6.1 Probability and Random Variables
Your favorite college basketball team is in the NCAA Tournament. What is the chance that it will make the Final Four?
An insurance company provides flood insurance to homeowners. How much can the company expect to pay out in insurance claims in the coming year?
What is the chance of a large asteroid striking our planet in the next ten years? in the next ten million years?
All of the above questions involve random processes—some of them rather complex. It is the aim of this Chapter to apply our knowledge of vectors, functions and flow control to give approximate answers to questions involving chance processes like these.

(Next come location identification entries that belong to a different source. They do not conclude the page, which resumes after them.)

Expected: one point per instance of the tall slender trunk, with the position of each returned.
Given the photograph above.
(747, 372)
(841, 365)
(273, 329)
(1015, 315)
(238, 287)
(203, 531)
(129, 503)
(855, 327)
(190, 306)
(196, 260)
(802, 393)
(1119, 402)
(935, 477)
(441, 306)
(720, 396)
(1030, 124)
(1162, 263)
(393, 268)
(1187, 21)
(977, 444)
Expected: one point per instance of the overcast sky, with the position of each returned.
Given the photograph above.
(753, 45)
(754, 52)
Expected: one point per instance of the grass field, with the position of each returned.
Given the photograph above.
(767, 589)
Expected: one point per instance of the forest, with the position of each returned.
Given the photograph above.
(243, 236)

Sometimes we will be interested in finding the probability that an event of interest occurs: for example, the event that your team makes the final Four, or the event that the Earth is struck by a large asteroid sometime in the next ten years.

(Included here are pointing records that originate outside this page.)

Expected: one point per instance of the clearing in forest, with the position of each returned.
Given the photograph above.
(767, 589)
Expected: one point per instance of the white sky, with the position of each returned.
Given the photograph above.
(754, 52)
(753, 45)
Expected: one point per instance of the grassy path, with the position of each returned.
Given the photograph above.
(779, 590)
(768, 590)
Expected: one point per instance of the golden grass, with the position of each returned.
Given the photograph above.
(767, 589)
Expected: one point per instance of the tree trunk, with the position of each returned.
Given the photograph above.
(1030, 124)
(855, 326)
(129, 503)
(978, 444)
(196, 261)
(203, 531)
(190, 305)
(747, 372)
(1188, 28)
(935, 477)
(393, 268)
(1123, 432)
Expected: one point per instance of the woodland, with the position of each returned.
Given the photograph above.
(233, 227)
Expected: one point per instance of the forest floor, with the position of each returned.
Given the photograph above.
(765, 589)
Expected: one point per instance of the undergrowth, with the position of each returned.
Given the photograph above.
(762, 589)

One popular definition of probability goes as follows:
If \(E\) is an event, then the probability that \(E\) occurs is the long-term proportion of times that the event occurs, if we could repeat the random process many, many times.
To be more precise, imagine that you can repeat the random process \(n\) times. (Imagine that your team gets into the NCAA Tournament \(n\) times, for example.) Each time, the event of interest will either occur or not occur. Count the number of times that the event occurs. Then divide by \(n\). You now have the proportion of times that it occurred. Now imagine that \(n\) gets larger and larger. Our intuition says that the proportion of times that the event occurs will stabilize at some number between 0 and 1. This number is the probability that the event occurs. occurs.
We will also concern ourselves with random variables. A random variable is simply a number whose value is determined by the outcome of a chance process. The amount that the insurance company will pay out in the next year is an example of a random variable: its value depends on a complex chance process—how many homeowners experience a flood, how damaging each flood is, etc.
When it comes to random variables, we are often interested in what it might turn out to be on average. That is, suppose we could repeat the random process many, many times—say \(n\) times, where \(n\) is some large number. (Suppose that we could observe the insurance company for many, many years, with each year being the same in terms of how many people are insured, how much their houses are worth, what the climate is like, and so on.) Each time the process is repeated, we get a value for the random variable. We end up with \(n\) values. Now add up these values and divide by \(n\). We have computed their average—the mean, as it is properly called. Now imagine that \(n\) could be larger and larger, without bound.
The expected value of the random variable is the number that this average converges to.
In other words, the expected value of a random variable is what we expect to get on average, in the long run, if we could repeat the random process that produces the value many, many times.